Cleaning out my mobile’s inbox has yielded some treasures of Melbourne bias against their South Australian neighbours.
Everyone I was in communication with that weekend expressed concern after learning I was in Adelaide, but two reactions stand out (names removed to protect the guilty):
One: Why the fuck are you in Adelaide? And, yes, of course it’s a hole.
Two: Yikes! How did you end up there?
No one assumed we’d gone there of our own free will.
To be fair, we spent most of the weekend terrified of inappropriate touching and/or being vomited on. (I haven’t been as afraid of being touched since a man in San Jose, Costa Rica grabbed me and asked for money.)

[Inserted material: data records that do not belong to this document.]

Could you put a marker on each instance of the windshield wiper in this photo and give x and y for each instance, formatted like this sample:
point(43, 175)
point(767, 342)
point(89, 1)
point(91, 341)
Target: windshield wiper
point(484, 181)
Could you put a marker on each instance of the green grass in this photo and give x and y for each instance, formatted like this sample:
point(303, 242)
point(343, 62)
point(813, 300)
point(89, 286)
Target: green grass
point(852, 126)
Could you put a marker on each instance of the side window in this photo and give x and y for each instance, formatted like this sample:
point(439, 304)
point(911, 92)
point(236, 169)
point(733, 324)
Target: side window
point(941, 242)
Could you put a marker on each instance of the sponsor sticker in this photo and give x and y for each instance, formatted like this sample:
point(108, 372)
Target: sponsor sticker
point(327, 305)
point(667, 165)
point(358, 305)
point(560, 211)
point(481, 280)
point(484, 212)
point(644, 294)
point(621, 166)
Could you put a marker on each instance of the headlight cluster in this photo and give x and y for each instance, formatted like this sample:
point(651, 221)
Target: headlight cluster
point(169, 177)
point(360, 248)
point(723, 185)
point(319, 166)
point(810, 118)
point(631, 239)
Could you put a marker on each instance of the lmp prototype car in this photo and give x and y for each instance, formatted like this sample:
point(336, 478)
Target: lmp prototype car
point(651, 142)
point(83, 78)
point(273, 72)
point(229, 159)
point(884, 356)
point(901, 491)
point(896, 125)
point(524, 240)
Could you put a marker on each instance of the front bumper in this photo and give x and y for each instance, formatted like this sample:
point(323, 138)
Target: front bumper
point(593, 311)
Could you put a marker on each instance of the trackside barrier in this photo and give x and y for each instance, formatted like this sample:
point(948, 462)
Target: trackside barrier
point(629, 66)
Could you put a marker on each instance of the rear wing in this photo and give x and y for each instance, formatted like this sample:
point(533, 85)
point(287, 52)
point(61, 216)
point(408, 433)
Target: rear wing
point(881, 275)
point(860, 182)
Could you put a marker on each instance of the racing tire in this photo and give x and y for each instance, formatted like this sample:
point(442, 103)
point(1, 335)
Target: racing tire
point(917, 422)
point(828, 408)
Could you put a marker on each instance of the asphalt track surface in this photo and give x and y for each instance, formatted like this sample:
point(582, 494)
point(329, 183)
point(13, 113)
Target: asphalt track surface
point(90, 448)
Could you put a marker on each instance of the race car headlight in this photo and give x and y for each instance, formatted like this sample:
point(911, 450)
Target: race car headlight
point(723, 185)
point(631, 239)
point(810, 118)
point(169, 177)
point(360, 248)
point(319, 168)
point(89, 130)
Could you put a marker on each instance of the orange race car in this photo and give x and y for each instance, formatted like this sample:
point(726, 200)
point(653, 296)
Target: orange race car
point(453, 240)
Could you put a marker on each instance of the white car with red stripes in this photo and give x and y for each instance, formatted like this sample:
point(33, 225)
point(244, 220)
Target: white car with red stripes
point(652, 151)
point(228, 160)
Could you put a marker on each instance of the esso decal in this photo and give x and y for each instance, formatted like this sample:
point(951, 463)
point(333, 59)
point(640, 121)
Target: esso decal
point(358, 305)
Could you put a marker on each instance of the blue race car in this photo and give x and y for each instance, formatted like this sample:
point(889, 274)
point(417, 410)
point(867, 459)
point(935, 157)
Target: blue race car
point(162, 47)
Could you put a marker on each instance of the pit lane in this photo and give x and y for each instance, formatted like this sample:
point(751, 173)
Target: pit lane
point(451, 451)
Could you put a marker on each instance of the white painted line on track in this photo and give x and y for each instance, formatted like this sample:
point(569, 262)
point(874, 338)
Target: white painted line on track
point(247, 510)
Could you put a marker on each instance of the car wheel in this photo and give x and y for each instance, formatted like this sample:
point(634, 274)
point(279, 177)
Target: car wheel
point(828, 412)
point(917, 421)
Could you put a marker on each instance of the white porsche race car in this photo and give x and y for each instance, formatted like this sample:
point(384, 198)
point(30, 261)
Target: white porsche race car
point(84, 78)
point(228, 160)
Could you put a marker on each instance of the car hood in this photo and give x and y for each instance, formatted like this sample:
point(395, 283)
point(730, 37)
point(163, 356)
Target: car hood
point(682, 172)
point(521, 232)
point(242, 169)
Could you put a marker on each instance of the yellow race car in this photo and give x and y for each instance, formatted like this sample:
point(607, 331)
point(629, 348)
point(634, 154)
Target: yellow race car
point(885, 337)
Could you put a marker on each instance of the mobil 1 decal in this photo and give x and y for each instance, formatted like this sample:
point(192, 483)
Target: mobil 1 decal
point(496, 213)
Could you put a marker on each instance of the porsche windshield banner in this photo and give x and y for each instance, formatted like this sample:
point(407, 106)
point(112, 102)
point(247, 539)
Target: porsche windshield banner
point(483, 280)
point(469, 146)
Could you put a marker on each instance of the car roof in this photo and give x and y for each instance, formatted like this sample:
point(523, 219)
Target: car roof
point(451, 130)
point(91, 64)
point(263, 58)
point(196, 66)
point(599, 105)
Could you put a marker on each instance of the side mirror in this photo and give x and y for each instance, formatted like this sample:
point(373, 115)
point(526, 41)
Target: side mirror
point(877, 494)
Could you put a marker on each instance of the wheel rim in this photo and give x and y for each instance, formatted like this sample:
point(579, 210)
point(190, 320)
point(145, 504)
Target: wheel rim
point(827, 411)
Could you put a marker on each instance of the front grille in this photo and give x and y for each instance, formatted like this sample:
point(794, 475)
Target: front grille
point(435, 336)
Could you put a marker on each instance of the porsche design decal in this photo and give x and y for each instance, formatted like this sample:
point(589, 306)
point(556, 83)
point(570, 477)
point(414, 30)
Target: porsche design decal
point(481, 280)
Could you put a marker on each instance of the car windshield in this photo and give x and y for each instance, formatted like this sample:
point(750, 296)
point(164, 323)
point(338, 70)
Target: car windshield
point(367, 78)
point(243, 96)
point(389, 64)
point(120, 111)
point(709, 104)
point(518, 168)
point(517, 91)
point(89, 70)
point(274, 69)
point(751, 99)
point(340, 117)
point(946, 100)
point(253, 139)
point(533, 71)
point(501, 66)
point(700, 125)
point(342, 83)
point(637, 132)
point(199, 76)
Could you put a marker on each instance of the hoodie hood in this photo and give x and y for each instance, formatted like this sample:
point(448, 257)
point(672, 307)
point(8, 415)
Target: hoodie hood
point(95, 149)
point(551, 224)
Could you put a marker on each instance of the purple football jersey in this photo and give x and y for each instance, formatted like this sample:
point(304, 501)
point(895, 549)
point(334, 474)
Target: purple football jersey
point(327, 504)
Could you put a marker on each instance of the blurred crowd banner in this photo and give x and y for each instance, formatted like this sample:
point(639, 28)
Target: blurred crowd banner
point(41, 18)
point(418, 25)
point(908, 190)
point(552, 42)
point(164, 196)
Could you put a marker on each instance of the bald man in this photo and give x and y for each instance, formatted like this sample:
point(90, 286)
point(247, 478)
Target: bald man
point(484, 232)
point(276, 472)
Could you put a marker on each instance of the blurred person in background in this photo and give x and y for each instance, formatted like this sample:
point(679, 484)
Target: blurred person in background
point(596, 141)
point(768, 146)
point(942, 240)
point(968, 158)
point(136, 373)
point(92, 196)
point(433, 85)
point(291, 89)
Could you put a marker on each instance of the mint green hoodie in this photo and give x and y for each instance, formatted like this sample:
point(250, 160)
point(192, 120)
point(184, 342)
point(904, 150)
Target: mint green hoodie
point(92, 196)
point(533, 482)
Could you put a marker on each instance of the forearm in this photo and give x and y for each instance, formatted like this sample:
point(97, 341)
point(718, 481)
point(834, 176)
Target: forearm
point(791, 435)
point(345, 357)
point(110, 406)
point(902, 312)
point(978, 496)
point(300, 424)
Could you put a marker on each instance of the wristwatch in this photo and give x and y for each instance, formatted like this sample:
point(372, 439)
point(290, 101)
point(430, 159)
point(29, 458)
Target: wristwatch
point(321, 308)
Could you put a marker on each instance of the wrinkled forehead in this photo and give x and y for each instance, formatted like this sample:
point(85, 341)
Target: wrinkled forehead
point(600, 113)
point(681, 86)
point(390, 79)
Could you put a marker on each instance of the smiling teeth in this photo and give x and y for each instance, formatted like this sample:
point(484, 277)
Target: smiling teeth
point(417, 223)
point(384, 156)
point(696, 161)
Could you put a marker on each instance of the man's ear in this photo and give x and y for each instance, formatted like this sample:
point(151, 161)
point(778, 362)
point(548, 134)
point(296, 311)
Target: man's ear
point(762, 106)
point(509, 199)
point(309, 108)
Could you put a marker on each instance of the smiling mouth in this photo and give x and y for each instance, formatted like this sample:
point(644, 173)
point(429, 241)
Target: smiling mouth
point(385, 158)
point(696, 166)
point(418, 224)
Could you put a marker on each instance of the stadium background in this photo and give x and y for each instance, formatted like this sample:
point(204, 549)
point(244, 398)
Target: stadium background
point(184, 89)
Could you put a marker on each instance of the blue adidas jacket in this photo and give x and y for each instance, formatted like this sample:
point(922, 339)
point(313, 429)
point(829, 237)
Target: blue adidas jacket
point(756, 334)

One incident in particular, I think, sums it all up pretty well. A girl in a kebab shop walked up to Violeta and me and declared, “I’m not going to kill anybody tonight!”
She was an employee.
On the upside - there is great Greek food (and fig martinis) and a reasonably good breakfast place. (Your concierge, however, will not know these things. I could be a better concierge after one weekend in Adelaide than either of the two men employed by they hotel at which we stayed.)
In summary, Melburnians may hate Sydneysiders, but they are dismayed by Adelaideians (Adelaidwegians?)
[Sigh, I will do anything to avoid work. I have both cleaned out my inbox and then blogged about it.]